Yongtong Bridge, Zhao County, Shijiazhuang, Hebei
Yongtong Bridge, Zhao County, Shijiazhuang, Hebei

Yongtong Bridge

bridgesengineeringhistorical-sitesarchitecture
4 min read

Just outside the west gate of Zhao County, a modest stone bridge crosses what was once the Ye River -- now called the Qingshui River. Locals have long called it the Small Stone Bridge, a name that only makes sense in the shadow of its famous neighbor, the Anji Bridge, or Great Stone Bridge, a few kilometers to the south. But the Yongtong Bridge is no minor structure. It is an ancient single-hole circular arch bridge whose construction date was debated for centuries, until buried inscriptions finally settled the question.

A Date Unearthed

For generations, scholars disagreed about when the Yongtong Bridge was built. One school of thought placed it in the Mingchang period of the Jin dynasty, between 1190 and 1196. Others argued for earlier origins.

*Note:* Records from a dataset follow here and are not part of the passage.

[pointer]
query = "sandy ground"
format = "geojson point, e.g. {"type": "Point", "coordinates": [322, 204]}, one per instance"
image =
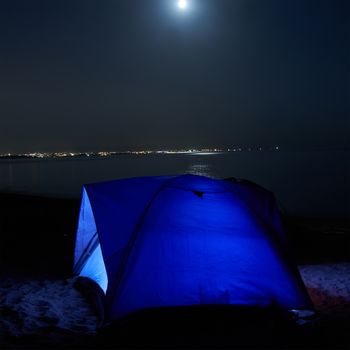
{"type": "Point", "coordinates": [40, 308]}
{"type": "Point", "coordinates": [50, 312]}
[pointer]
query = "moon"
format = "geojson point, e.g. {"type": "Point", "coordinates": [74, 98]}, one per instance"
{"type": "Point", "coordinates": [182, 4]}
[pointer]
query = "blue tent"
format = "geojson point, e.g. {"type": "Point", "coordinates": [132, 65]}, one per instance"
{"type": "Point", "coordinates": [185, 240]}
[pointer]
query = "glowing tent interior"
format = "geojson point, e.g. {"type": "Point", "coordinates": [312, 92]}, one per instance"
{"type": "Point", "coordinates": [185, 240]}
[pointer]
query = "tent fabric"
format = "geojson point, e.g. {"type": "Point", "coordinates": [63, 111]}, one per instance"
{"type": "Point", "coordinates": [185, 240]}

The debate persisted because no original documentation survived. Then, in 1986, excavation work beneath the bridge uncovered stone components and inscriptions that pushed the construction date back dramatically. The evidence pointed to the early years of the Yongtai era in the Tang dynasty, around 765 AD -- making the bridge roughly four centuries older than the Jin dynasty estimate. A structure that scholars had tentatively dated to the twelfth century turned out to be an eighth-century creation, a product of the same Tang dynasty that had produced so much of China's greatest art and architecture.

The Little Sibling

Zhao County's identity is inseparable from its bridges. The Anji Bridge, completed in 605 AD, is the world's oldest open-spandrel segmental arch bridge and a designated International Historic Civil Engineering Landmark. The Yongtong Bridge, built roughly 160 years later, shares the same county and the same tradition of stone bridge-building, but uses a different structural approach. Where the Anji Bridge employs a revolutionary shallow segmental arch with open spandrels, the Yongtong Bridge is a more conventional single-hole circular arch. Together, the two bridges demonstrate the range of engineering solutions available to Tang dynasty builders, from the daringly experimental to the proven and reliable. Both have endured for over a millennium on the flat, flood-prone plains of southern Hebei.

Crossing the Old River

The bridge spans the Qingshui River -- formerly the Ye River -- at the western approach to Zhao County's old town center. In the centuries when foot and cart traffic entered towns through formal gates, this bridge marked the threshold. Travelers arriving from the west would cross the Yongtong Bridge, pass through the west gate, and enter the commercial and administrative heart of the county seat. The river itself, flowing through the low-lying North China Plain, was both a resource and a hazard, and the bridge's circular arch was engineered to withstand the seasonal floods that periodically inundated the region. That it continues to stand, more than 1,200 years after its stone blocks were first set in place, speaks to the quality of Tang dynasty masonry and to the fundamental soundness of the circular arch as a structural form.

Stone Testimony

The 1986 discovery of inscriptions beneath the Yongtong Bridge was more than an academic footnote. It transformed understanding of the bridge-building tradition in Zhao County, revealing that the skills demonstrated so spectacularly by Li Chun at the Anji Bridge in 605 AD continued to be practiced and refined in the same locality for at least another 160 years. Zhao County was not a place that built one remarkable bridge and then forgot how. It was a center of stone bridge engineering, a community where the craft was passed down and exercised repeatedly. The Yongtong Bridge, modest in scale but formidable in longevity, is the proof carved in limestone.

From the Air

Located at 37.75N, 114.76E just west of Zhao County town center, Hebei Province. The bridge crosses the Qingshui River (formerly Ye River). Nearest major airport is Shijiazhuang Zhengding International (ZBSJ), approximately 55 km to the northwest. Best viewed at low altitude in clear conditions. The nearby Anji Bridge and Pagoda of Bailin Temple are also visible in the same area.